Game Development Community

Hardpoints

by Bryce · in General Discussion · 09/20/2006 (4:55 pm) · 10 replies

Hello, as some of you know im working on a flight sim. Im wondering how to mount missiles on hardpoints outside the aircraft, and when the player chooses to fire one, it randomly chooses a hardpoint and fires the missile there? Is this possible?

#1
09/20/2006 (7:52 pm)
Absolutely. Make the DTS file that draws your plane have nodes called "mount0," "mount1" etc for the places where you want to mount the missiles. Then use the mountXxx() series of functions on your object (i e, "mountImage()") to attach the missiles.

When you get the fire key, you probably want to remove the missile from the plane, and instead spawn an AIPlayer that controls the missile (or some other kind of vehicle, that can propel itself).
#2
09/21/2006 (2:24 am)
AIPlayer?
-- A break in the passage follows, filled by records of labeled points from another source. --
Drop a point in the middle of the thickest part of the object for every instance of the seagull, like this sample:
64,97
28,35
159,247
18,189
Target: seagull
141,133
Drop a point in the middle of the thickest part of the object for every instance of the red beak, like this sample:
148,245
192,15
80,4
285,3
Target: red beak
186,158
Just spawn a projectile that updates its position, if you want a missile. AIPlayer is heavy and Vehicles are even worse, that's as overkill as you can get for a simple function like this. :)
#3
09/21/2006 (7:01 am)
So how do i get the missile to fire from that hardpoint? youre just telling me how to dismount missiles off the wings
#4
09/21/2006 (9:54 am)
Quote:Just spawn a projectile that updates its position, if you want a missile.
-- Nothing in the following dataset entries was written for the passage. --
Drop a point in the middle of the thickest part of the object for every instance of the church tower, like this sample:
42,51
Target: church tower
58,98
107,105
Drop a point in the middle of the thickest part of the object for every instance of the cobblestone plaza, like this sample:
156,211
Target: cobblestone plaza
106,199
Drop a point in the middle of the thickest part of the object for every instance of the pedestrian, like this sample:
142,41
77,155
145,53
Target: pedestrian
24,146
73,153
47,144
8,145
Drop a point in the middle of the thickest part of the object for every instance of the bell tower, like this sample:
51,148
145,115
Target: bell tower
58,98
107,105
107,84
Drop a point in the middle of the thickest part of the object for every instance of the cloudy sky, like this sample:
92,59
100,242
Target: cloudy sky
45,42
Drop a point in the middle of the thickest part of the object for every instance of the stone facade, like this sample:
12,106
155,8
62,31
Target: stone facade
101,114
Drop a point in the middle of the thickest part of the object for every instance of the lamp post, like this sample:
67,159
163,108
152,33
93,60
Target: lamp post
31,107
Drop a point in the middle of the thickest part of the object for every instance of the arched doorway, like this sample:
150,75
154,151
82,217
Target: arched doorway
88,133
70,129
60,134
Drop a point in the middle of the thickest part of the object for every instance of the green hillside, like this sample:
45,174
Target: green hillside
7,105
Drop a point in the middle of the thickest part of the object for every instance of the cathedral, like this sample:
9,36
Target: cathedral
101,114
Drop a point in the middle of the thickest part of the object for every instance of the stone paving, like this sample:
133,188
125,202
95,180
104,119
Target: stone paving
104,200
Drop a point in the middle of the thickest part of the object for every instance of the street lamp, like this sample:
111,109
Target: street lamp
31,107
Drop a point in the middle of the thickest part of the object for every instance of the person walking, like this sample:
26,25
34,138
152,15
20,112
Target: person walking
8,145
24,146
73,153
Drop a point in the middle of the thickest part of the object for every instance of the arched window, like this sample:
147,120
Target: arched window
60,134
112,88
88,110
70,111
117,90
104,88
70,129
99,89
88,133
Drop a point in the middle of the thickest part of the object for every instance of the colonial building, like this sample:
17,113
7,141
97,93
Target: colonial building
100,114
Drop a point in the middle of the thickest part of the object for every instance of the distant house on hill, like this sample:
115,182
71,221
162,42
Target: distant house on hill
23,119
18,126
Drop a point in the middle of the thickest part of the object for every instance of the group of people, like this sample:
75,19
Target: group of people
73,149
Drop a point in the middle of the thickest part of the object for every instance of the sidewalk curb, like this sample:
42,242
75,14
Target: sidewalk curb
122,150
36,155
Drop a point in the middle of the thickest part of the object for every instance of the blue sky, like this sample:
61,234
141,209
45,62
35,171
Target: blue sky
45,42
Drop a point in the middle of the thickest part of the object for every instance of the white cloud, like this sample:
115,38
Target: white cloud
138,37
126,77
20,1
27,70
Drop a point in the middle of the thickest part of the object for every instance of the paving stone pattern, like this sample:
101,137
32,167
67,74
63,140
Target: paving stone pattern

Missiles are typically goal seeking, thus they use AI, thus I would probably use AIPlayer. Your mileage may vary.

Quote:So how do i get the missile to fire from that hardpoint? youre just telling me how to dismount missiles off the wings

Detect that the user pressed the "fire" button (use a key binding); send a message to the server to create the simulated object.
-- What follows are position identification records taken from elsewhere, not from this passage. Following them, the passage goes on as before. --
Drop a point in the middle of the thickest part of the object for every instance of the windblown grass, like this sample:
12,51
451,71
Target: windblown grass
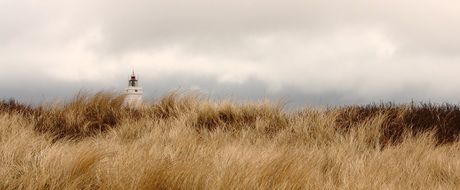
186,142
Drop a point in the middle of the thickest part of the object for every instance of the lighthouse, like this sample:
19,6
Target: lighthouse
133,93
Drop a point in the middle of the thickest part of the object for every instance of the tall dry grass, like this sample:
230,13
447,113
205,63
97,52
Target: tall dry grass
186,142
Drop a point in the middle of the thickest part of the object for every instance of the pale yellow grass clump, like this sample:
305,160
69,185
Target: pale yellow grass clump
183,142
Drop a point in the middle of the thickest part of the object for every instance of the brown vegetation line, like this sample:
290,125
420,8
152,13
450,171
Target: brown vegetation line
183,142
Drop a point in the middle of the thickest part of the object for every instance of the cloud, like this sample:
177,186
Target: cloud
324,52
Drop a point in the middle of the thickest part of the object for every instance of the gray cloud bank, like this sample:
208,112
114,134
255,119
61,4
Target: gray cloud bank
308,52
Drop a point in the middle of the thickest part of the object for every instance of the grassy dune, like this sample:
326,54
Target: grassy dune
185,142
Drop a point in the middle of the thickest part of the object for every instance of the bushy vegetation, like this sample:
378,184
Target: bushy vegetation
182,141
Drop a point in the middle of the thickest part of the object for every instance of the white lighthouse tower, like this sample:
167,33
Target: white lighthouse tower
133,93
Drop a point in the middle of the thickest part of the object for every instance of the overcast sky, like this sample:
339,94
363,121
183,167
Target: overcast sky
306,52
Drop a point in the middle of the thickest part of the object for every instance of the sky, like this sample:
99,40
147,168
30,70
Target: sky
305,52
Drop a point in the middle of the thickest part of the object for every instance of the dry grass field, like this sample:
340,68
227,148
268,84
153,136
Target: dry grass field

Or look at the way that the crossbow works in the starter.fps, and copy that, if your missiles are dumb rockets (no goal seeking).
#5
09/21/2006 (10:08 am)
Here's a resource for guided or seeking projectiles. I agree with Stefan that using AIPlayer would be massive overkill for that.
#6
09/21/2006 (5:54 pm)
When the player presses fire it will fire from muzzlePoint. I need it to fire from the hardpoint
#7
09/21/2006 (9:42 pm)
Three solutions:
1) Actually use AIPlayer. I bet you it'll work fine, for the number of missiles and planes you'll have in a modern jet dogfight! When spawning the AIPlayer, you have your choice of position.
2) Move the muzzle point, using an animation. Select animation based on which missile is firing.
3) Hack the C++ code to support overriding the "fire" location.
#8
09/22/2006 (3:09 am)
Hplus,

Quote:
1) Actually use AIPlayer. I bet you it'll work fine, for the number of missiles and planes you'll have in a modern jet dogfight! When spawning the AIPlayer, you have your choice of position.

Hehehe. You have the choice of position on most objects you can instantiate. Projectiles are not an exception. AIPlayer is based on Player, which is based on ShapeBase. ShapeBase is heavy as it is, and then you add Player ontop which is even heavier. Updating the position on a object is hardly AI. =)

Based on your comment about position and your choice of AIPlayer as a projectile, I suggest you should read up on how this stuff works on TDN - or better yet, make some tests and profile your results with AIPlayers as projectiles and you will soon find out why it's a terribly bad idea and why no game uses it.

Projectile is based on GameBase which is as light as you can get while keeping networking and ticking features. Projectile is also optimized for what it does, unlike AIPlayer which is made for - AI. :p
#9
09/22/2006 (2:24 pm)
Muzzlepoint anim....clever
#10
09/22/2006 (6:15 pm)
@stefan: sure, that sounds more efficient.

I refuse to believe that three AIPlayer entities would make any game not perform, though.